林陌抢不过来,余光瞥见茶几上一把剪快递的剪刀,他长臂一伸,抓起剪刀。
“嘭!”
空气安静了。
“哇――!”
梨梨发出一声惊天动地的惨叫,“叔你好坏啊!弄得哪里都是了!”
这句话的穿透力,配上她那特有的软糯嗓音,在这栋没有任何隔音材料的老楼里,拥有核武级别的杀伤力。
楼下。
大爷正准备抱大娘睡大觉。
女孩那句石破天惊的指控。
“那个……”张大爷压低嗓门,“我是直接摔呢还在走流程摔?”
大娘翻了个白眼,“滚蛋!别碰我!”
......
楼上的沙发上,当事人毫无察觉。
林陌手里还捏着个破剪刀,看着梨梨那大花脸实在没憋住,“扑哧”一声笑了出来。
这一笑,成了导火索。梨梨本来还在生气,看见林陌笑,她也跟着咯咯咯地傻笑起来。两个人就这么毫无形象地蜷缩在狭窄的二手沙发上,笑得上气不接下气。
“你个傻缺。”
林陌把剪刀扔开,伸手从茶几上抽了两张卷纸,粗鲁地糊在梨梨脸上乱擦。
梨梨任由他在自己脸上作威作福。那双一黑一蓝的眼睛穿过皱巴巴的卫生纸,直勾勾地盯着林陌近在咫尺的脸。
林陌刚洗完澡,下巴上还有刮胡子留下的一点青皮,肩膀很宽。他正低头专注地给她擦脸,鼻息温热。
“叔。”梨梨喊了一句。
“干嘛?擦疼了?”林陌手上的力道轻了两分。
“你这辈子,都会和我永远这么开开心心地在一起过日子吗?”梨梨的嗓音很轻,没带平时那种插科打诨的调皮,透着一种毫无保留的依赖和认真。
林陌的手停了。他看着那双倒映着自己面容的异色瞳孔。
过日子。
这个词对于林陌这种在社会底层摸爬滚打的老光棍来说,分量太重。它不是搭伙吃饭,不是请客结账,而是两把钥匙开同一扇门,一口锅里盛两碗饭。

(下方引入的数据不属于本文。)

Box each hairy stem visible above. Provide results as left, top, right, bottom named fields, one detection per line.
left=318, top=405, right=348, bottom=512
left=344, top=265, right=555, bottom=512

林陌脑子里还没反应过来,随口敷衍地“嗯”了一声,点点头:“凑合过呗,还能把你扔大街上咋地。”
得到这个回复,梨梨的眼睛亮成了两盏小灯笼。
她毫无预兆地扬起脖子,上半身向前一凑。
“吧唧。”
一个响亮的亲吻,结结实实地印在林陌的右侧脸颊上。
“叔最好了!我们永远在一起!”梨梨欢呼一声。没等林陌那僵硬的手臂推开她,小丫头已经像条泥鳅一样从沙发缝隙里钻了出去。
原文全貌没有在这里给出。